Стали таскать спасённых на подстанцию, потом приехала «скорая». Уже под утро меня отправили в штабной вагон. Всё опять стихло, погибшие лежали вдоль дороги, и вдруг в кармане одного из них стал звонить мобильник. Он звонил и звонил. И музыка из него такая весёлая была – жуть. Снилось несколько раз потом.
– А после того, первого раза что-нибудь снилось?
– Тогда всё по-другому было. Я сидел в служебке, заполнял документы, и вдруг поезд как будто по льду поехал. Посмотрел в окно, щебёнка летит из-под колёс, и рельс приближается к лицу. Тогда наш вагон просто завалился на бок. И никакого ужаса в общем-то не было. Я только боялся потом мосты проезжать. Машинально хватался за кресла, дверные ручки. Но потом прошло. Только мама каждый день твердит – уходи.
– А ты?
– А я на это ей отвечаю: человек родился – Бог карточку завёл. И что Он там в последней графе написал – так всё и будет. Я думаю, у меня там написано: работать долгие годы на железной дороге. Так что как ездил, так и буду ездить. И потом зря, что ли, я в ПГУПСе учусь? В 2011 году диплом получу, надеюсь.
Проводница
Со времени самой большой катастрофы в её жизни прошло две недели, а она до сих пор не может обойтись без успокаивающих средств. Но даже ими дрожь в голосе, когда она начинает вспоминать, не унять.
– Это был ад, – постоянно всхлипывая, говорит проводник 11-го вагона Марина Смирнова. – Хотя сначала я даже и не поняла, что произошло. Раздался хлопок, и поезд сначала как будто натянулся струной, а потом резко стал тормозить. Я наливала чай в это время, стакан выпал из рук. Крикнула пассажирам, чтобы все зашли в свои купе. А сама побежала, открыла боковую дверь, и оттуда сразу ударил запах сырой гари. Через некоторое время по рации сообщили, чтобы мы, проводники, искали медиков. Но и тогда ещё не было осознания, что попали во что-то ужасное. Я пошла по купе опрашивать пассажиров. Тут снова передали, что нужны тёплые вещи, матрацы, медикаменты. Но у нас ведь аптечки только, чтобы оказать первую необходимую помощь. Собрали у кого что было. Шинели, ковры, шторы даже. Наш поезд скоростной, в нём нет спальных мест, поэтому и одеяла, и матрацы были только у проводников. Мы всё это взяли, сколько могли унести, и побежали назад. С километр, наверное. А там – обломки колёсных пар, раскрошенные бетонные столбы, у вагона – люди, крики. Я фонариком осветила женщину, она лежала прямо на рельсах, и лицо её было каменным. Мы побежали дальше, к первому вагону.
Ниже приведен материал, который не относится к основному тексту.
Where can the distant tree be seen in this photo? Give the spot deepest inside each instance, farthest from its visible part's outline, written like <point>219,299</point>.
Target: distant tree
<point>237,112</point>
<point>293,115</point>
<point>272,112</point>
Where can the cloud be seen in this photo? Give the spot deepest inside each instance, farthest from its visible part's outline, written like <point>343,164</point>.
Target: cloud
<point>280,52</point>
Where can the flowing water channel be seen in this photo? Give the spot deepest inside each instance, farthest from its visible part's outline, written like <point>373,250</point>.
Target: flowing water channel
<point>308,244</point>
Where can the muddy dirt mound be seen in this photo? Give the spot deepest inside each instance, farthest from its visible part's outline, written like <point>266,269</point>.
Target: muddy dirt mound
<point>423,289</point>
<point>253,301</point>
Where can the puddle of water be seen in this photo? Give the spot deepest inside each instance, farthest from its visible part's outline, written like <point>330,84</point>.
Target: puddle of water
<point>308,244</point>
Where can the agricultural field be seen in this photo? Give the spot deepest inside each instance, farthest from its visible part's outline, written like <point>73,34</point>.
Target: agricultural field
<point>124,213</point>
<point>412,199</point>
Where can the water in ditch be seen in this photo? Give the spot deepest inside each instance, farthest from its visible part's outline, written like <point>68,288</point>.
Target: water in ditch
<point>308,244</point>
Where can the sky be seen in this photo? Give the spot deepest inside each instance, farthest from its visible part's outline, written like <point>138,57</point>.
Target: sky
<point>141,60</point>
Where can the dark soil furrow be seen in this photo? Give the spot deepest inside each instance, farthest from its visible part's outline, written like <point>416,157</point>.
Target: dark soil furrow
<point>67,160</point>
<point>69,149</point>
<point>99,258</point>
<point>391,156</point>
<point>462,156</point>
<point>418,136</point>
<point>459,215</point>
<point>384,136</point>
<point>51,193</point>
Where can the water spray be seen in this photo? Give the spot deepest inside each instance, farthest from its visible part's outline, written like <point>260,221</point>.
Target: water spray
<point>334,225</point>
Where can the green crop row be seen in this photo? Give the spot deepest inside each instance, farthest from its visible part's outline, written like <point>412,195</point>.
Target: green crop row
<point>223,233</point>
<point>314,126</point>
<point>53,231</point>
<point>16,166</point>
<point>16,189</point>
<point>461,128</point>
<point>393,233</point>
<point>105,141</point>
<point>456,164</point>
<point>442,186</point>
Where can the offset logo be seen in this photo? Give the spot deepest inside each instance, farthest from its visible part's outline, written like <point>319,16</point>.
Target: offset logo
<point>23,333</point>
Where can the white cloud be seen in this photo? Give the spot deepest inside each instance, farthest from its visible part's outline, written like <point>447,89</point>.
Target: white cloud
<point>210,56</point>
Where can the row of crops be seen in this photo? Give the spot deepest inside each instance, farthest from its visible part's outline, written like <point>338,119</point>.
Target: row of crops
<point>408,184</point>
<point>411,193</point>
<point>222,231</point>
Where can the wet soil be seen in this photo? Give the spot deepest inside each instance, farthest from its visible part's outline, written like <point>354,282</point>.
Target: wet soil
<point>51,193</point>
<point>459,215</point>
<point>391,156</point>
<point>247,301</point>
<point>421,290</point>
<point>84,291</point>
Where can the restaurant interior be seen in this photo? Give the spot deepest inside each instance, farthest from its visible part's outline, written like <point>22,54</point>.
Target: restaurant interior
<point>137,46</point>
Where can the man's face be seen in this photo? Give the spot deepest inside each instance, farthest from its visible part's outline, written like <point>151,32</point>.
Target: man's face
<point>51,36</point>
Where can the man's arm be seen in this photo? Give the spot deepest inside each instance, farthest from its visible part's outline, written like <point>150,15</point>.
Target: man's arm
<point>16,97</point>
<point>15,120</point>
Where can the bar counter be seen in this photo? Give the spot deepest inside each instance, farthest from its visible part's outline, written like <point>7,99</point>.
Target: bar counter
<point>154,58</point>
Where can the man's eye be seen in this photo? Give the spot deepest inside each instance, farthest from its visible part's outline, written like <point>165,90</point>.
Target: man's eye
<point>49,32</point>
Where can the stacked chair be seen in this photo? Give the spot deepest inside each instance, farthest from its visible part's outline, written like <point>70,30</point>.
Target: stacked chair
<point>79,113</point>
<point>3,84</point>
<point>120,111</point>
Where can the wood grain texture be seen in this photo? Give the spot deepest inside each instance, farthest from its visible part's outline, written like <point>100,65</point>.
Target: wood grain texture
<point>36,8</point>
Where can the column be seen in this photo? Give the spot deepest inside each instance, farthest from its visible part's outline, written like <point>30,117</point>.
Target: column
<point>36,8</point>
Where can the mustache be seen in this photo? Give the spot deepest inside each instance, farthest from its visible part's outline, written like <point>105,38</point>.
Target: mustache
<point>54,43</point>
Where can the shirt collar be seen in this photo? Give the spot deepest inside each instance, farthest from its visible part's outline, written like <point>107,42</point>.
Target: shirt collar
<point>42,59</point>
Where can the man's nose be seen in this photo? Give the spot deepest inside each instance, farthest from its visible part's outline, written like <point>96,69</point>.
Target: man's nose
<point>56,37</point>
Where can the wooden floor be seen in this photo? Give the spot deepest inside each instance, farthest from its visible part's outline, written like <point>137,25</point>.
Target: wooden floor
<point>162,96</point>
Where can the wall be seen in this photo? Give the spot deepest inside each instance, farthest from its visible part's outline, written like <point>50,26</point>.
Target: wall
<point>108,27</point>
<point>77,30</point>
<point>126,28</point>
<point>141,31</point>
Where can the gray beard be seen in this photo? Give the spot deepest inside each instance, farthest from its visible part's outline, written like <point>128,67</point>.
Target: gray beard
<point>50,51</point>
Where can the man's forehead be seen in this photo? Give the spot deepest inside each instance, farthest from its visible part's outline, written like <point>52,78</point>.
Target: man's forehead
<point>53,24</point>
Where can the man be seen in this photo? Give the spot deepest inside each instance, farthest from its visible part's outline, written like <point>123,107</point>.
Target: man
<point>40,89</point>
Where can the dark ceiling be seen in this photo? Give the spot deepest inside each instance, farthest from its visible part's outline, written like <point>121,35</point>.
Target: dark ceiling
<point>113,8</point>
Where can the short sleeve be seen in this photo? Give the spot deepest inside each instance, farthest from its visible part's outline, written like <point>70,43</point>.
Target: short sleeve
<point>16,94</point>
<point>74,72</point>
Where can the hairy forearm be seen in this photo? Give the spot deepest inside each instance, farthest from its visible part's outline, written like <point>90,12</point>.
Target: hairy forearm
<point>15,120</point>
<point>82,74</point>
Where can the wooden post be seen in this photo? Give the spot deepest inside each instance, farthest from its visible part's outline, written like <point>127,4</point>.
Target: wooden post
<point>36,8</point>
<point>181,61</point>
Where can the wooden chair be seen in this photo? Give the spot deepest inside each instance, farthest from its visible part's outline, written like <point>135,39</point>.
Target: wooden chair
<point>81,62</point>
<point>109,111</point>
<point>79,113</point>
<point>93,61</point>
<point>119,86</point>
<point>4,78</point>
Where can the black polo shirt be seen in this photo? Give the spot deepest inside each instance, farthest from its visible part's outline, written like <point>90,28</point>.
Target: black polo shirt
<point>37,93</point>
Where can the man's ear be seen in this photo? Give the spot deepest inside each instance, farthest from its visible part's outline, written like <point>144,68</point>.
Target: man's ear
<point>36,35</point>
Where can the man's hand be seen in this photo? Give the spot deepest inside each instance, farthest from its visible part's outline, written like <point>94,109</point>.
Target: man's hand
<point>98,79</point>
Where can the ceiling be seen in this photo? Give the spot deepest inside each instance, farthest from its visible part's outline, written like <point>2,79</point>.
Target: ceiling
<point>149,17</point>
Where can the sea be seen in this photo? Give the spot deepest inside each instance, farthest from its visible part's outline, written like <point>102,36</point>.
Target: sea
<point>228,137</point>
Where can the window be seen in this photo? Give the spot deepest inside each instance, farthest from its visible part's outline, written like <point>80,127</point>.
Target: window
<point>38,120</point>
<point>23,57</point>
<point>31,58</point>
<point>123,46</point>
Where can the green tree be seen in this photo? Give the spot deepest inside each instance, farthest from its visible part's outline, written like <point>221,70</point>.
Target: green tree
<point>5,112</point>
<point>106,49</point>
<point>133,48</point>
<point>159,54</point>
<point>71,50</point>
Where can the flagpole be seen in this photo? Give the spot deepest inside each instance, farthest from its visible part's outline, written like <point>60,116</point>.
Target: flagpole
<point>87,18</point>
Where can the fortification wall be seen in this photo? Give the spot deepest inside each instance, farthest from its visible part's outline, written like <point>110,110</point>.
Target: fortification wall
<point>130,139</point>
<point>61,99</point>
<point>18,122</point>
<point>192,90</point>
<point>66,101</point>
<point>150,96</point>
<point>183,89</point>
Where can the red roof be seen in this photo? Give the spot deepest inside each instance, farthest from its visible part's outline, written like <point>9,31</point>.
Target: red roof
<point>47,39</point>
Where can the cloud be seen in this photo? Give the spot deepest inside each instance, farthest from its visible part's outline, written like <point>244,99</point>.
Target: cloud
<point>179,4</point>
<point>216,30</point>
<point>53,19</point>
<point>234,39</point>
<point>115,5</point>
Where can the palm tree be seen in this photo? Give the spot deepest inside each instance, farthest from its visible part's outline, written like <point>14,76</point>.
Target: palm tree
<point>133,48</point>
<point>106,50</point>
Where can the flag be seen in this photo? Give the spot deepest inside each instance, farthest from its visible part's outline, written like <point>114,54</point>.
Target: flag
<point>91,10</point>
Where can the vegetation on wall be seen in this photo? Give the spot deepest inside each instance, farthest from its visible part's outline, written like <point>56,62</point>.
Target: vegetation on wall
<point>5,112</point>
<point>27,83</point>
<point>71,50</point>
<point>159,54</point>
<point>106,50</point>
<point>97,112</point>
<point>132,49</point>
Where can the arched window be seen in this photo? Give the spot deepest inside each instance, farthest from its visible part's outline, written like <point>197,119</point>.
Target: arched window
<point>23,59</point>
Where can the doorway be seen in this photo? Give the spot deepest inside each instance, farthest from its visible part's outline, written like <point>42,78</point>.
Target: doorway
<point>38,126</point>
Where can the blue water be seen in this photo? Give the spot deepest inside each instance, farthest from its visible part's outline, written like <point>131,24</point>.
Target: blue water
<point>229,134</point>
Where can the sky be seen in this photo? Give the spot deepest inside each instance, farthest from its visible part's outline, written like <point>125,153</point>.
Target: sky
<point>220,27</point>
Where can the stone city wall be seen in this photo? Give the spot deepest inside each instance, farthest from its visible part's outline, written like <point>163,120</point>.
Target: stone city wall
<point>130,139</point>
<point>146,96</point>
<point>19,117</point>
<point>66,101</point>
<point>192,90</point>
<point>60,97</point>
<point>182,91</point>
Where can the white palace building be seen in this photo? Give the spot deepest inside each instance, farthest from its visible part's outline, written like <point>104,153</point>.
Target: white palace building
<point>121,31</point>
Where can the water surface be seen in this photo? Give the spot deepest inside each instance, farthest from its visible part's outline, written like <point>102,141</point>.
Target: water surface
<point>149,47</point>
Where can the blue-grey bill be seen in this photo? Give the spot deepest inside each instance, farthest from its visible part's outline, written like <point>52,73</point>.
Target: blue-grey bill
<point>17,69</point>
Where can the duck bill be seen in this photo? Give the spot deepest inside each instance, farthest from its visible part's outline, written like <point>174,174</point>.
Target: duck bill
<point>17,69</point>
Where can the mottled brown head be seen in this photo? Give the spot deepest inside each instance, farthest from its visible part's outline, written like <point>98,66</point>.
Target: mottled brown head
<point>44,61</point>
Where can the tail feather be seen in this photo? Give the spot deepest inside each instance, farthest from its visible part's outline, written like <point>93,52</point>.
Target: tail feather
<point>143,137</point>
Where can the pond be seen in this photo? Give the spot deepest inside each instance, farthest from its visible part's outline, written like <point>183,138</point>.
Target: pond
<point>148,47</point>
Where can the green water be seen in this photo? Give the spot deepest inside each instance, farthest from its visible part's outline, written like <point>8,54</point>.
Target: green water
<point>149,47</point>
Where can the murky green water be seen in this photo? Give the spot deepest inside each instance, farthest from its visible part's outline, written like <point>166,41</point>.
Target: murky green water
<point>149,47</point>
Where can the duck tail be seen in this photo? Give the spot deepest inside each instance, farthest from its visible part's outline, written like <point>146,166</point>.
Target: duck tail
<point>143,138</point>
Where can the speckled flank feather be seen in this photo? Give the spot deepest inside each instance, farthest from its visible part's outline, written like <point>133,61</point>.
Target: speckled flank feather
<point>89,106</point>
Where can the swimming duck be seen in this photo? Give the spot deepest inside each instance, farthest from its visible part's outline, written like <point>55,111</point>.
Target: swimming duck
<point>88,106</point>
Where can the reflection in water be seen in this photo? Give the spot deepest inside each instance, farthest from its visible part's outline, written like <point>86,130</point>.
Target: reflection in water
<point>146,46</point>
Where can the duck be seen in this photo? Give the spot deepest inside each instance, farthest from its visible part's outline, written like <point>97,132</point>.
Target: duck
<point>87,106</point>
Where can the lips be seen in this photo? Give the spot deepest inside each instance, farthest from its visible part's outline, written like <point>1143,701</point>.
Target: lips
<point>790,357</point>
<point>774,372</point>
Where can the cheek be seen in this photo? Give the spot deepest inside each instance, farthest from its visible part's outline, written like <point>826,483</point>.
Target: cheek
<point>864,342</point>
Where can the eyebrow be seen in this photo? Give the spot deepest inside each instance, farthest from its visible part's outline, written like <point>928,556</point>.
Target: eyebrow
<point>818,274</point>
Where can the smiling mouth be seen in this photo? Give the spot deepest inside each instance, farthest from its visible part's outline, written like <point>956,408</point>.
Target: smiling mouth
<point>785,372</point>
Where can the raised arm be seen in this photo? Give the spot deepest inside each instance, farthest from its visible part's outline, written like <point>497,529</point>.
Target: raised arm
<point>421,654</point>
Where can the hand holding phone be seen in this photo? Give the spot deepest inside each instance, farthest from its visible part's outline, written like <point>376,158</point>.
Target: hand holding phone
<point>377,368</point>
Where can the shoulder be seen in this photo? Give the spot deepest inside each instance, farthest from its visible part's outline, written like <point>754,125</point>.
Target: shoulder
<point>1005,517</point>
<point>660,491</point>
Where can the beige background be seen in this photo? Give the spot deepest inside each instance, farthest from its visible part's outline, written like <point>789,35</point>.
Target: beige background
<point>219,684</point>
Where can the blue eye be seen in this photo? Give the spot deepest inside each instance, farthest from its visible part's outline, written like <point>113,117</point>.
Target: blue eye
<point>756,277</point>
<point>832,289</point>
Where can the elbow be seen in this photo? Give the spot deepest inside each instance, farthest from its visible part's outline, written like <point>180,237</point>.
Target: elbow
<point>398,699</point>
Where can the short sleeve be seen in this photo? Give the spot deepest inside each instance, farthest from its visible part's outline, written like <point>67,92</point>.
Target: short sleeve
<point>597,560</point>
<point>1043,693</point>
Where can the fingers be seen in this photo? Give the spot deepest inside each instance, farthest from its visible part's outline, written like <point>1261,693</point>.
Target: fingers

Фонарей не хватало, светили чем придётся: ноутбуками, телефонами, шины для раненых делали из веток деревьев. Потом принесли дрова, разожгли костры. Людей несли, а они прямо по дороге умирали. Не могу…
Она долго молчит, кусая губы.
– Пассажиры, конечно, молодцы. Просто замечательные люди. Многие поснимали с себя куртки, рубашки для того, чтобы укрыть покалеченных. Затем оттащили их в домик к бабушке Елене Голубевой. В ту ночь люди совершенно разных взглядов, достатка, интересов проявили такую взаимовыручку, что и от этого слёзы наворачивались. И мужчины у нас оказались вовсе не инфантильными, как это принято сейчас говорить. Там был такой Олег Смирнов, так он прямо чудеса творил. Железо рвал, окна разбивал, на себе столько народу вытащил. Он потом с нами остался, был почти целый день, пока мы охраняли уцелевший состав. А как же не охранять? В нём же оборудования на целый миллион, а может, и больше, – говорит она простодушно. – Знаете, когда в первый раз попала на «Невском экспрессе» в катастрофу, даже не задумывалась о каких-то знаках судьбы. Но тогда же всё иначе было. А вот сейчас все мои против того, чтобы я возвращалась на дорогу.
Только я без поезда уже не могу. Мне всегда говорили: «У тебя, Маринка, кокарда во лбу». Что это значит? Дурная до работы значит.